The Corvette reviewed here came so equipped, meaning it wore exclusive Ceramic Matrix Gray paint, featured Carbon 65 graphics on the fenders and doors, and had carbon fiber practically splattered all over it, including on the splitter, rocker-panel blades, spoiler, side mirrors, hood insert, rear fender ducts, wheel caps, and about half of the steering-wheel rim. These carbon-fiber items are all optional on regular Grand Sports, as are the package’s included Competition Sport seats. The net effect is eye-catching—our Carbon 65 coupe attracted endless attention. The interior’s blue stitching (including quilting for the removable carbon-fiber roof panel’s microsuede-upholstered headliner), additional black microsuede accents, and carbon-fiber trim noticeably classed up the Corvette’s cabin. Whether that’s worth the package’s $15,000 cost (and this specific Carbon 65’s $99,230 sticker) is up to you.
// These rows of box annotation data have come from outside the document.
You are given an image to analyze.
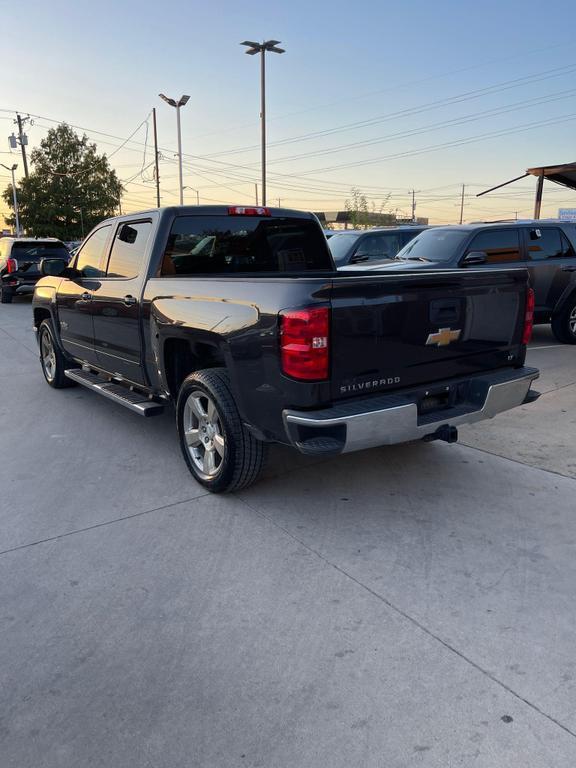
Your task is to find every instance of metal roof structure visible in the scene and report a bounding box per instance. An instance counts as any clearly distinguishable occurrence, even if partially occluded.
[526,163,576,189]
[476,163,576,219]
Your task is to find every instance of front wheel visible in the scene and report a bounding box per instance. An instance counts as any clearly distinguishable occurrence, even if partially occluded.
[38,320,74,389]
[176,368,267,493]
[552,296,576,344]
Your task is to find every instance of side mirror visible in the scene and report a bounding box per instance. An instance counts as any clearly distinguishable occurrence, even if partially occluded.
[40,259,68,277]
[462,251,488,267]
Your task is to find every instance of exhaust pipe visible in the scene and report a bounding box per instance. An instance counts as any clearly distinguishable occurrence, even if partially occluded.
[422,424,458,443]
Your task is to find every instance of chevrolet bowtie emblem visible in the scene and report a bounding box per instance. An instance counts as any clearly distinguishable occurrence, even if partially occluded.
[426,328,462,347]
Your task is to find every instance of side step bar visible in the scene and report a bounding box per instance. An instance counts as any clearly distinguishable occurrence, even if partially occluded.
[64,368,165,416]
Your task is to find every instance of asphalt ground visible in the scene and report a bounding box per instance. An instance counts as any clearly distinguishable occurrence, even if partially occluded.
[0,298,576,768]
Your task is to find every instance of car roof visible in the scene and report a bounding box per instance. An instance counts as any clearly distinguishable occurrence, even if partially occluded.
[333,224,432,236]
[434,219,574,232]
[0,237,62,243]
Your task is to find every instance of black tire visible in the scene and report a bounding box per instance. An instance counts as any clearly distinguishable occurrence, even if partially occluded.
[176,368,268,493]
[0,283,13,304]
[38,320,75,389]
[551,295,576,344]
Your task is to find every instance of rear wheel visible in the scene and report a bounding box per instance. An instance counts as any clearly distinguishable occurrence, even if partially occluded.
[38,320,74,389]
[176,368,267,493]
[0,283,13,304]
[552,296,576,344]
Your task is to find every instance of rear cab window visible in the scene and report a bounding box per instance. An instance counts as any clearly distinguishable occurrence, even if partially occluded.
[10,240,70,263]
[159,215,333,277]
[465,229,522,264]
[106,221,152,280]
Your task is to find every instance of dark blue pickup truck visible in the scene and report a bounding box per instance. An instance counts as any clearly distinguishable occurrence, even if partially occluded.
[33,206,538,492]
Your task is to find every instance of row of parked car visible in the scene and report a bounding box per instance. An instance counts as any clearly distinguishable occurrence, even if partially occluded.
[328,220,576,344]
[0,237,79,304]
[0,220,576,344]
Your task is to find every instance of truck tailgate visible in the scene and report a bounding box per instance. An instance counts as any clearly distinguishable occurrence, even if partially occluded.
[331,269,528,400]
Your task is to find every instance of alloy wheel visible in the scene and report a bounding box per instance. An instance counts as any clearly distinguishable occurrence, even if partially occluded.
[184,389,226,480]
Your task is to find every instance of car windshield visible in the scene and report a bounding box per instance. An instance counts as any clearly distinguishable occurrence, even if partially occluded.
[12,241,70,261]
[395,229,468,261]
[328,233,360,266]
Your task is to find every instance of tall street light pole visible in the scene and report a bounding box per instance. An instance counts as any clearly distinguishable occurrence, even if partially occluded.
[240,40,286,205]
[158,93,190,205]
[0,163,20,237]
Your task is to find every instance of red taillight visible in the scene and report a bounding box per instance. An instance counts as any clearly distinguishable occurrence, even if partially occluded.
[228,205,272,216]
[522,288,536,344]
[280,307,330,381]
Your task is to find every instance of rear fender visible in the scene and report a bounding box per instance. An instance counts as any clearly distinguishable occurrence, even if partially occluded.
[150,298,259,413]
[552,282,576,315]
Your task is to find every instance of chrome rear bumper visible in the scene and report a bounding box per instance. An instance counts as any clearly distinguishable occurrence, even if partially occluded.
[283,367,540,454]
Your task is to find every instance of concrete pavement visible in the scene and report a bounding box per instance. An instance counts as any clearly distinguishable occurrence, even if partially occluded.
[0,299,576,768]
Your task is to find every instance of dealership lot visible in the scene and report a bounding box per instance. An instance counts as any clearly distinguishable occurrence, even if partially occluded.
[0,299,576,768]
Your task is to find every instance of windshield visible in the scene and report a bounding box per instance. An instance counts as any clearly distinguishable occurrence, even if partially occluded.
[396,229,468,261]
[12,240,70,261]
[328,234,360,266]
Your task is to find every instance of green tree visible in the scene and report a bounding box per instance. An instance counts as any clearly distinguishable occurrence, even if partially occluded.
[3,123,122,240]
[344,187,370,229]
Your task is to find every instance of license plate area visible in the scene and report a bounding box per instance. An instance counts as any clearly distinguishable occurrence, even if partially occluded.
[418,389,453,416]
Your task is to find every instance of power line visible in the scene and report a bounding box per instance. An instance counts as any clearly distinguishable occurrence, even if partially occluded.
[200,64,576,159]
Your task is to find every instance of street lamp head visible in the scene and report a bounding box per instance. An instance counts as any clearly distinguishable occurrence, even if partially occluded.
[240,40,286,56]
[240,40,261,56]
[158,93,178,107]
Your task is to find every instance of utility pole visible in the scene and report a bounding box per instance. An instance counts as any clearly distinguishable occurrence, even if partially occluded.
[411,189,420,224]
[152,107,160,208]
[15,113,30,178]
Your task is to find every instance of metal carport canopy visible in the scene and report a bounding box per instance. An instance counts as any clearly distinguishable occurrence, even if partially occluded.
[526,163,576,189]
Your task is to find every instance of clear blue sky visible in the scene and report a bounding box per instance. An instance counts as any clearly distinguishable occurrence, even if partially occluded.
[0,0,576,221]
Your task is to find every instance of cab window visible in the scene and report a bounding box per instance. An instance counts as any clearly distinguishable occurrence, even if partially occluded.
[528,227,574,261]
[76,224,111,277]
[106,221,152,279]
[466,229,522,264]
[350,232,402,263]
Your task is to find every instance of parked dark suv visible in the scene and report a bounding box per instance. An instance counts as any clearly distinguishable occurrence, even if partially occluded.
[346,219,576,344]
[328,224,425,269]
[0,237,70,304]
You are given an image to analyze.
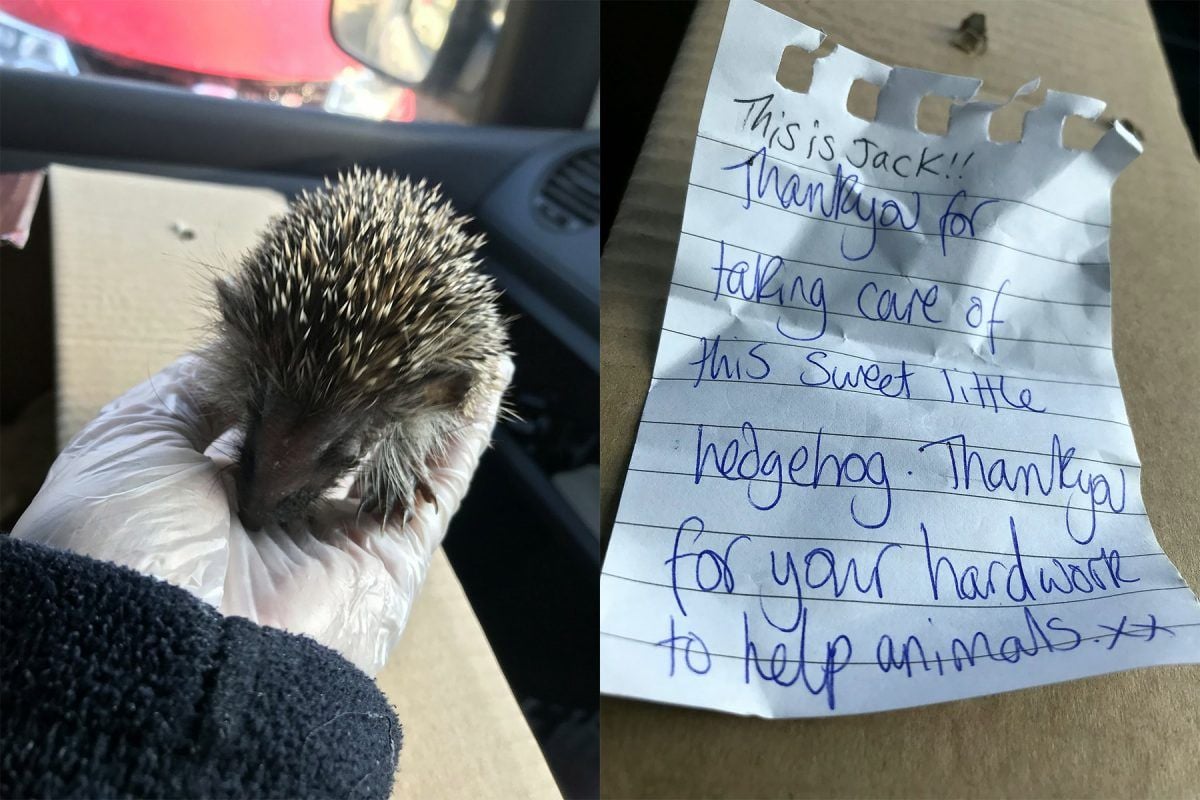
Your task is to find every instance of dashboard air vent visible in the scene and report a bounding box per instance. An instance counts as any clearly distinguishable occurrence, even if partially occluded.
[533,148,600,231]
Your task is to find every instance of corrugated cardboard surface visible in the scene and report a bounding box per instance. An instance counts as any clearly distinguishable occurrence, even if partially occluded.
[49,167,559,799]
[600,0,1200,798]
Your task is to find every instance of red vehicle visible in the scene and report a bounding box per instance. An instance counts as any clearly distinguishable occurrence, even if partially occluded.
[0,0,432,122]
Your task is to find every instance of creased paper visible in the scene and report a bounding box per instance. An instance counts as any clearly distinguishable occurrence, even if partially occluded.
[600,0,1200,717]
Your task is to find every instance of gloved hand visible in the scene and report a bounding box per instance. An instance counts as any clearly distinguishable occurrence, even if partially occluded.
[12,355,511,675]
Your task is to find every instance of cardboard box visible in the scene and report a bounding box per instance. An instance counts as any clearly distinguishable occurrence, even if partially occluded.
[600,0,1200,798]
It’s performance you can enjoy, too, thanks to the clear feedback from the steering and chassis as you near the grip limits at either end of the car. We have zero complaints about the way the Grand Sport looks, sounds, or drives. And when you want to relax and just cruise, the Vette serves up a comfortable ride in its Tour driving mode. (Cycling through the Sport and Track modes transitions the ride to firm and then to rock hard.) It’s even capable of nearly 30 mpg on the highway, thanks to the manual transmission’s ultratall seventh gear and the V-8’s cylinder-deactivation feature that can shut down four cylinders to save fuel. The available automatic transmission’s eight forward speeds aid the cause of efficiency with their wider ratio spread, and its quick shifting helps get the Vette up to speed even more quickly.
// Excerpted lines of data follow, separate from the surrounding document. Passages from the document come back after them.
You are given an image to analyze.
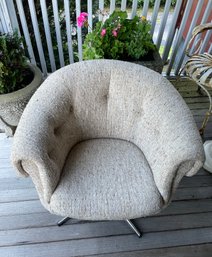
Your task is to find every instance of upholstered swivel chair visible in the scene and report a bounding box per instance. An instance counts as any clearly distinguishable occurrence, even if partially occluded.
[12,60,204,235]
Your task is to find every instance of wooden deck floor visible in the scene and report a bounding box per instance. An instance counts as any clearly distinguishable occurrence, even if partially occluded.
[0,78,212,257]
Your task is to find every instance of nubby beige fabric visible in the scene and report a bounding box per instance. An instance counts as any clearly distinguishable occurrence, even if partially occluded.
[11,60,204,220]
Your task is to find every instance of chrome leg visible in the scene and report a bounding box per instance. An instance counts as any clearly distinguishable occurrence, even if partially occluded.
[57,217,71,227]
[126,220,141,237]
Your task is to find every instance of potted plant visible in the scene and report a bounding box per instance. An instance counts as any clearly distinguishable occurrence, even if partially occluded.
[77,11,163,73]
[0,32,43,136]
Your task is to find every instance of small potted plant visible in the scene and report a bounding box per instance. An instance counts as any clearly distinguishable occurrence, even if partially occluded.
[77,11,163,73]
[0,32,43,136]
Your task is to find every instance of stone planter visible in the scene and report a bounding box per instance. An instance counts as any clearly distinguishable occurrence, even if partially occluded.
[133,51,163,73]
[0,64,43,136]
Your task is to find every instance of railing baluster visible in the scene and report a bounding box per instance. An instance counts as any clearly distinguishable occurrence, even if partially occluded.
[0,0,13,33]
[28,0,47,76]
[199,31,212,54]
[52,0,65,67]
[76,0,82,61]
[16,0,36,64]
[141,0,149,17]
[40,0,56,71]
[166,0,193,75]
[174,1,204,75]
[6,0,21,36]
[121,0,127,11]
[130,0,138,19]
[162,0,182,62]
[156,0,171,49]
[150,0,161,35]
[99,0,104,21]
[191,1,212,53]
[64,0,74,63]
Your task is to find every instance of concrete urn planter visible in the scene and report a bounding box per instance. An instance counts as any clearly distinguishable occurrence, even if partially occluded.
[0,64,43,136]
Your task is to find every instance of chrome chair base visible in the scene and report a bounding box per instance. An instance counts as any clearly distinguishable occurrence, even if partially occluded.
[57,217,142,237]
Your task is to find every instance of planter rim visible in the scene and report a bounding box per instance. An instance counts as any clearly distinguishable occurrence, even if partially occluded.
[0,63,43,103]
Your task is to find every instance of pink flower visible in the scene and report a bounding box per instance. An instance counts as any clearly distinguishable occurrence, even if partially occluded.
[112,29,118,37]
[77,12,88,27]
[101,29,106,37]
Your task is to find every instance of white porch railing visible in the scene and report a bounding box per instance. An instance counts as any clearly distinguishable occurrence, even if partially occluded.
[0,0,212,76]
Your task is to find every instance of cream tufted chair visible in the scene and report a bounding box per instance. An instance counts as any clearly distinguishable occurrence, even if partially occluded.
[12,60,204,236]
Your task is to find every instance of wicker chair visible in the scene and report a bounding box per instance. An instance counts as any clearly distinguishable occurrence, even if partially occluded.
[11,60,204,235]
[183,23,212,172]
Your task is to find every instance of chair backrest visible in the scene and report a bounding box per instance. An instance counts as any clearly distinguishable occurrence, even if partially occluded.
[13,60,202,199]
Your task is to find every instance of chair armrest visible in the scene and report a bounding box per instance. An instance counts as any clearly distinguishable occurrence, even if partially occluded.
[11,73,80,203]
[134,75,204,203]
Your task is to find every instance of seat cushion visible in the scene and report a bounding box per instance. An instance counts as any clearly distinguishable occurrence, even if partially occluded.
[49,139,163,220]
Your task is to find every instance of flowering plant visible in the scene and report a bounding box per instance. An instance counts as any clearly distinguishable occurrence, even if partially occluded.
[77,11,155,60]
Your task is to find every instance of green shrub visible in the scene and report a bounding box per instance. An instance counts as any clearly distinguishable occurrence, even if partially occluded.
[105,0,177,8]
[83,11,155,60]
[0,32,32,94]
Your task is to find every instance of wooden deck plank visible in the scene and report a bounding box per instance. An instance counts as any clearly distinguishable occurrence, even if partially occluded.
[0,199,212,217]
[83,244,212,257]
[0,228,212,257]
[0,212,212,247]
[0,181,212,203]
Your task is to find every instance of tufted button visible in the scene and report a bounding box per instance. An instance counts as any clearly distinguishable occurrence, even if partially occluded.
[103,94,109,101]
[69,105,74,113]
[54,126,61,136]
A few other warnings: We recommend trying the narrow Competition seats on for size before buying. And for all the Corvette’s external size, particularly its width, its interior is cramped, particularly in width. Oh, and you probably will bang your knee on the sharp corner of the dashboard while getting into and out of the ultralow driver’s seat, because it juts out into the space between the steering wheel and the seat. Approach the Grand Sport like the affordable track-capable car it is, and these flaws fade into the background; treat it like any other $65,000 car, and they’re less forgivable.